How gentle is Alexandra when she hears of Felicity’s
distress! ‘Be gentle with her,’ she tells the senior nuns. ‘Plainly
she is undergoing a nervous crisis. A thimble after all — a thimble. I
wouldn’t be surprised if she has not herself, in a moment of unconscious desire to
pitch all her obsessive needlework to hell and run away with her lover, mislaid the
ridiculous thimble. Be gentle. It is beautiful to be gentle with those who suffer. There
is no beauty in the world so great as beauty of action. It stands, contained in its own
moment, from everlasting to everlasting.’
Winifrede, cloudily recognizing the very truth of Alexandra’s words, is yet
uncertain what reason Alexandra might have for uttering them at this moment Walburga and
Mildred stand silently in the contemplative hush while Alexandra leaves them to continue
their contemplations. For certainly Alexandra means what she says, not wishing her
spirit to lose serenity before God nor her destiny to be the Abbess of Crewe. Very soon
the whole community has been informed of these thoughts of the noble Alexandra and
marvel a little that, with the election so close at hand, she exhorts gentleness towards
her militant rival.
Felicity’s rage all the next day shakes her little body to shrieking point. There
is a plot, there is a plot, against me, is the main theme of all she says to her sewing
companions between the Hours of Lauds and Prime, Prime and Terce, Terce and Sext. In the
afternoon, she takes to her bed, while her bewildered friends hunt the thimble and are
well overheard in the control room in all their various exchanges and conjectures.
Towards evening Walburga reports to Alexandra, ‘Her supporters are wavering. The
nasty little bitch can’t stand our gentleness.’
‘You know, Walburga,’ Alexandra muses, ‘from this moment on, you may
not report such things to me. Everything now is in your hands and those of Sister
Mildred; you are together with Fathers Baudouin and Maximilian, and you are with the aid
of Winifrede. I must remain in the region of unknowing. Proceed but don’t tell me.
I refuse to be told, such knowledge would not become me; I am to be the Abbess of Crewe,
not a programmed computer.’
Felicity lies on her hard bed and at the midnight bell she rises for Matins. My God,
there is a moving light in the sewing-room window! Felicity slips out of the file of
black-cloaked nuns who make their hushed progress to the chapel. Alexandra leads.

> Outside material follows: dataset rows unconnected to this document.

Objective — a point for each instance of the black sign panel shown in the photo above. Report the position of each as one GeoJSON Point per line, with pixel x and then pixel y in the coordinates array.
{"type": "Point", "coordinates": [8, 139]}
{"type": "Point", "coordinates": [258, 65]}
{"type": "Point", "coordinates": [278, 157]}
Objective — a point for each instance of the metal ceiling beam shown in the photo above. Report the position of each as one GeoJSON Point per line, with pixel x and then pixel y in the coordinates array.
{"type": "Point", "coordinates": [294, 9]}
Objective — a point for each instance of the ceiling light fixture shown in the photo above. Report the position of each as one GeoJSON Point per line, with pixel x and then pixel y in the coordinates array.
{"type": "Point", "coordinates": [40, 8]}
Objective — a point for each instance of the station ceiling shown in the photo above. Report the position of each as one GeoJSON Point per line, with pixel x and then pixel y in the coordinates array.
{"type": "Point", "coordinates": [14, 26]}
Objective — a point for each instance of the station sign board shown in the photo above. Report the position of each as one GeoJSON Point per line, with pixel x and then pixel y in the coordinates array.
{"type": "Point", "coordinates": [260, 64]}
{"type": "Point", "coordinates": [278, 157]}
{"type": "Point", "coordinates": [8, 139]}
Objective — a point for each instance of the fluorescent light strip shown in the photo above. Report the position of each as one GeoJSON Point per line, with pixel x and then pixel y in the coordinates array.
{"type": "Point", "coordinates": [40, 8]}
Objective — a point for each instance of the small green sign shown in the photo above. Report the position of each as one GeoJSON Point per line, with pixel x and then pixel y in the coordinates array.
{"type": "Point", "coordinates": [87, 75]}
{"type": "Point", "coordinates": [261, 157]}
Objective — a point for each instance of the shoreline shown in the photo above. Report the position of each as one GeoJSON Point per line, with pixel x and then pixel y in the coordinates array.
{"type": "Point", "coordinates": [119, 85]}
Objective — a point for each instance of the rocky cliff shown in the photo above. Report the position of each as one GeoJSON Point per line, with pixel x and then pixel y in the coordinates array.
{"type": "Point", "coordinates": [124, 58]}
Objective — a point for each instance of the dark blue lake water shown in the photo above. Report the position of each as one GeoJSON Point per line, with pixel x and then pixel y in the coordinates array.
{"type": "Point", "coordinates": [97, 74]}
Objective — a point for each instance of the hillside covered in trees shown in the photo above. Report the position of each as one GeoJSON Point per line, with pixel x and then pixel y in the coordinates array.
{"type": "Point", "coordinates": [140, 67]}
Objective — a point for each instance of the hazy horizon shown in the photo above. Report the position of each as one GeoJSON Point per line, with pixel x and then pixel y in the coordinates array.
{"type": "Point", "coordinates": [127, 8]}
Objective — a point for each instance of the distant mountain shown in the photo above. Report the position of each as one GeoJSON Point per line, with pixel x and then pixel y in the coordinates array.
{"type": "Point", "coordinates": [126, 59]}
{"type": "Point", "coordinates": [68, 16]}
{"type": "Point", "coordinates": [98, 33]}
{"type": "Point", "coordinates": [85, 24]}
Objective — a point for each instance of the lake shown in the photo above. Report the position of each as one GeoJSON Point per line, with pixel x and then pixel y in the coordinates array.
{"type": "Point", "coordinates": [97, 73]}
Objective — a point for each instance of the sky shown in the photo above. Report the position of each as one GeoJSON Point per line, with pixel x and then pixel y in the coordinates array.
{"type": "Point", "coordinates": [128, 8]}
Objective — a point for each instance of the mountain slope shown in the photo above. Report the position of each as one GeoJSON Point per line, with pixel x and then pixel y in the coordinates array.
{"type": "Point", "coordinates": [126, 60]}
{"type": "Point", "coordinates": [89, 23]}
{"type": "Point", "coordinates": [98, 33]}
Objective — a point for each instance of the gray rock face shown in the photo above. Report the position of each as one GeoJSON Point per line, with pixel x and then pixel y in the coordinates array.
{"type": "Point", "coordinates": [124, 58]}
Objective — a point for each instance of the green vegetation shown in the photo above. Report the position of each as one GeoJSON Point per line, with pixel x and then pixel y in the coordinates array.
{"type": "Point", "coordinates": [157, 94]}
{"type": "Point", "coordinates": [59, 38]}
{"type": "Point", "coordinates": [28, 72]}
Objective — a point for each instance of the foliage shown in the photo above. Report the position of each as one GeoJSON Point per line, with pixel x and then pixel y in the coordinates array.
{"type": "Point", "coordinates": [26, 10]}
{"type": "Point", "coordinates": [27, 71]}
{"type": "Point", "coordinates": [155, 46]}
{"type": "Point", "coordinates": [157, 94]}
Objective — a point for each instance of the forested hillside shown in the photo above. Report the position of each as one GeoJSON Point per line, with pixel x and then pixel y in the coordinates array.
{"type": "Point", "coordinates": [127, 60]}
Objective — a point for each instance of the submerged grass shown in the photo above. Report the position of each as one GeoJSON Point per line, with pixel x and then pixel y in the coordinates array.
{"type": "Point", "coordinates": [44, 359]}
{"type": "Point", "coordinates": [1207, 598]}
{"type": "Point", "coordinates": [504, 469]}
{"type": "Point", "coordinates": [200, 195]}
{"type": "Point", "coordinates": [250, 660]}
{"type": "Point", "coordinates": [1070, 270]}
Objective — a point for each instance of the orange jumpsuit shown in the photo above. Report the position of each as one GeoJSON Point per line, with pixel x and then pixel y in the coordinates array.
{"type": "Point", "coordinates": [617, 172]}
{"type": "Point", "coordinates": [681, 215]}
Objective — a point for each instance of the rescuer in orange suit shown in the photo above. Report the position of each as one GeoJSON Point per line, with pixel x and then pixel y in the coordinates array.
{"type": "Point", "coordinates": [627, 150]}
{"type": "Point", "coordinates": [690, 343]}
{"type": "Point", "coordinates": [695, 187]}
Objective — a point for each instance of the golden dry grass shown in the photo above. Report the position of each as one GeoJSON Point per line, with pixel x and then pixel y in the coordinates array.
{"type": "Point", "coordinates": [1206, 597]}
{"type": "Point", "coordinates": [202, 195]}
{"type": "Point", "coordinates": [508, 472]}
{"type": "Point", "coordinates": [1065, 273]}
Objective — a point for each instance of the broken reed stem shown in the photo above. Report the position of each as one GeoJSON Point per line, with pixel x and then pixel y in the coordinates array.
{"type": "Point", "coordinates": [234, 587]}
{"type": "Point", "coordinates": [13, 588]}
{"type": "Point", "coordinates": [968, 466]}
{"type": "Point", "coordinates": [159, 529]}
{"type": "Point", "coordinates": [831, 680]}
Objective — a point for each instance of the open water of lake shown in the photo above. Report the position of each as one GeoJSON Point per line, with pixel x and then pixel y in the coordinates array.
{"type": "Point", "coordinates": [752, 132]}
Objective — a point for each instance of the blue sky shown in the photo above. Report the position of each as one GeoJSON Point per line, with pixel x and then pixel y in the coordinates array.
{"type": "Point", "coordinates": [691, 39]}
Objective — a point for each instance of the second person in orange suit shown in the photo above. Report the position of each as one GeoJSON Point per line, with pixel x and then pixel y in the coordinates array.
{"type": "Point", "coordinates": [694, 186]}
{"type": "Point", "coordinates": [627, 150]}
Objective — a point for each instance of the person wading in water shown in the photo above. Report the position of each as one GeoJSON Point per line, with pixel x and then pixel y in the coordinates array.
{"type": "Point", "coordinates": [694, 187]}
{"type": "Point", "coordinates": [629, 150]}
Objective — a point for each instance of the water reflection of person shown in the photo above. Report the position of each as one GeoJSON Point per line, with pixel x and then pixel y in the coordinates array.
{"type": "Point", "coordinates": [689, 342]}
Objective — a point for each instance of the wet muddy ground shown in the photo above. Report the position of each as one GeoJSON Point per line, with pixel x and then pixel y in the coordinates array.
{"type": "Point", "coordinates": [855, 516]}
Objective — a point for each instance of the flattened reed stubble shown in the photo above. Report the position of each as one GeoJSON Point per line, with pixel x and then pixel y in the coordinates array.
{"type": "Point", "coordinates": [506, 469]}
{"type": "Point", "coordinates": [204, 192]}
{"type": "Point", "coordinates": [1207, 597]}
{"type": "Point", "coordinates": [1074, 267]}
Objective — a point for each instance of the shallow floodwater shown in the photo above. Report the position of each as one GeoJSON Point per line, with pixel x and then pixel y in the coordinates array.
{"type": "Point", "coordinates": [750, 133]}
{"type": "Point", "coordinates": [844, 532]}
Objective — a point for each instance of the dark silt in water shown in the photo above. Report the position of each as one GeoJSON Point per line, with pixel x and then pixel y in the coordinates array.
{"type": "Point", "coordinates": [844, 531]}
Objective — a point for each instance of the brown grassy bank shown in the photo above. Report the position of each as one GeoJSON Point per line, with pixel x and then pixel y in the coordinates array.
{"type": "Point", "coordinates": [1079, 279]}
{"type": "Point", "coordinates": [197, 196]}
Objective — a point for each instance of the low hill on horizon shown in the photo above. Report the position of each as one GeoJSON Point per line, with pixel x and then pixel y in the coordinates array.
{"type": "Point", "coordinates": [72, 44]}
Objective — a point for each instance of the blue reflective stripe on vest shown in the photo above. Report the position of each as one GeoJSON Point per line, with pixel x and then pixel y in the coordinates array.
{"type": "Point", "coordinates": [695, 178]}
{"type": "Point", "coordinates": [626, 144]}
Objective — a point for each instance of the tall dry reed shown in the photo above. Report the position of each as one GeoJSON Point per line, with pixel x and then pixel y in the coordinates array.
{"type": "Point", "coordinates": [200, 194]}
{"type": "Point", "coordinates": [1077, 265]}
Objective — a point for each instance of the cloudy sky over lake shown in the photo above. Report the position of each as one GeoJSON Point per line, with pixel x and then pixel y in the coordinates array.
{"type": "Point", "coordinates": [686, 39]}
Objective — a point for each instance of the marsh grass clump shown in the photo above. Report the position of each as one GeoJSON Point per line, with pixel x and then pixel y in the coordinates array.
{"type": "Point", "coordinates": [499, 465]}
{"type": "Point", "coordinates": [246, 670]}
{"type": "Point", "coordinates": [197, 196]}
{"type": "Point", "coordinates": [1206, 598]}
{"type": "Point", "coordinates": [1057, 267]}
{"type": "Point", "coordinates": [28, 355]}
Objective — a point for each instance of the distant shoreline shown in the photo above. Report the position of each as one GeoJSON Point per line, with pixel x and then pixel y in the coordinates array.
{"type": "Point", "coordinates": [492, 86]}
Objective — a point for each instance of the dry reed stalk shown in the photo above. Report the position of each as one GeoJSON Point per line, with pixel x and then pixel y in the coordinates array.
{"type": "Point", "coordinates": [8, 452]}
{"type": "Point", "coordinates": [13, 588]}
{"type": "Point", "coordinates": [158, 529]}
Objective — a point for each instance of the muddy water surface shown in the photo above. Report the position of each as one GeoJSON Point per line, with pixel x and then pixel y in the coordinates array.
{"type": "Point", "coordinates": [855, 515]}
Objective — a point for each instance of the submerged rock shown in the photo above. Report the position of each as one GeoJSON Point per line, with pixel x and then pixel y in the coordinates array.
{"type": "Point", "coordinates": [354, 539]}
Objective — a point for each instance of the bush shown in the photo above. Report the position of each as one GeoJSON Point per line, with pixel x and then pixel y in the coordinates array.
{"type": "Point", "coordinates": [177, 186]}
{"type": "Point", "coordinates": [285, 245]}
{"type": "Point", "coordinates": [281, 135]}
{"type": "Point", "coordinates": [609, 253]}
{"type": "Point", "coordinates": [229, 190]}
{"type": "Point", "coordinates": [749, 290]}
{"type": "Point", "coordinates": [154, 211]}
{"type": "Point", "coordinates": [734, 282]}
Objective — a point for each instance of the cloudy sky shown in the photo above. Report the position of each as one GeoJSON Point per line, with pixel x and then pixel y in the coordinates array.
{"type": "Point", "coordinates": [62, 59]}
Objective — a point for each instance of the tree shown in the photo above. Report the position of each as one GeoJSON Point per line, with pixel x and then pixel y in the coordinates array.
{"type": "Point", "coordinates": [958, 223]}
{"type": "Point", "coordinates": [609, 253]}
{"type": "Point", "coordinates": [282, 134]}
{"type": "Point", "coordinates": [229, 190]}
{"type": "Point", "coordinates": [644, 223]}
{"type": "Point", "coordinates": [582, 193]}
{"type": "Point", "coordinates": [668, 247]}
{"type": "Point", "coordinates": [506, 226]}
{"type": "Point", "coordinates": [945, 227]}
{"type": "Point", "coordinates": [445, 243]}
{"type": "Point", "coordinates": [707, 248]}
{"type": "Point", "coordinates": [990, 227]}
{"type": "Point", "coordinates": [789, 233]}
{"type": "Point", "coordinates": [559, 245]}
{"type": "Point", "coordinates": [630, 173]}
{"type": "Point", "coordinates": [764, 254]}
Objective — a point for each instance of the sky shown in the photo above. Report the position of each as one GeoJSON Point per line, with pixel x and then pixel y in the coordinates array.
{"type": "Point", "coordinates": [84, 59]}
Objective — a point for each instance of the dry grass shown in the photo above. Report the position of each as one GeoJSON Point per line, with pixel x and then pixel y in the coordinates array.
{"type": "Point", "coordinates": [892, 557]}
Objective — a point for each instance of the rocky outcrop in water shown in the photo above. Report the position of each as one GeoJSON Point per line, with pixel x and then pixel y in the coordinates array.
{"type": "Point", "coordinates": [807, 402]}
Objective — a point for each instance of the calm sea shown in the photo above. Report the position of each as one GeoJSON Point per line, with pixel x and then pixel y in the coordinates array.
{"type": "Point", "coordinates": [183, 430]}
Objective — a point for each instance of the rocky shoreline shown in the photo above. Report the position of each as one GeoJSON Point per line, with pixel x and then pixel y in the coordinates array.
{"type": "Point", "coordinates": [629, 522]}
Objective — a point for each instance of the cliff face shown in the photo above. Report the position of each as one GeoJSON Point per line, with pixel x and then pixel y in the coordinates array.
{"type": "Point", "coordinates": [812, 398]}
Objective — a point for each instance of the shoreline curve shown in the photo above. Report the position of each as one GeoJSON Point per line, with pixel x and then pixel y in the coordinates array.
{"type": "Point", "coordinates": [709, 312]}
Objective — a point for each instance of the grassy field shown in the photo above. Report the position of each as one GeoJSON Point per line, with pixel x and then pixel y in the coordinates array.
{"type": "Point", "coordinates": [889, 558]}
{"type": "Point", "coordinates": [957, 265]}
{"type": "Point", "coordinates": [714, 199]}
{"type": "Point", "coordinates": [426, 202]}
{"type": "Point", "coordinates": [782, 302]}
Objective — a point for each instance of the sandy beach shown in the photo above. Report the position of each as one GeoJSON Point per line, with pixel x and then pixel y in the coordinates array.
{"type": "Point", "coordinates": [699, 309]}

Walburga and Mildred are absent. There is a light in the sewing-room, moving as if
someone is holding an electric torch.
The nuns are assembled in the chapel but Felicity stands on the lawn, gazing upward, and
eventually she creeps back to the house and up the stairs.
So it is that she comes upon the two young men rifling her work-box. They have found the
secret compartment. One of the young men holds in his hand Felicity’s
love-letters. Screaming, Felicity retreats, locks the door with the intruders inside,
runs to the telephone and calls the police.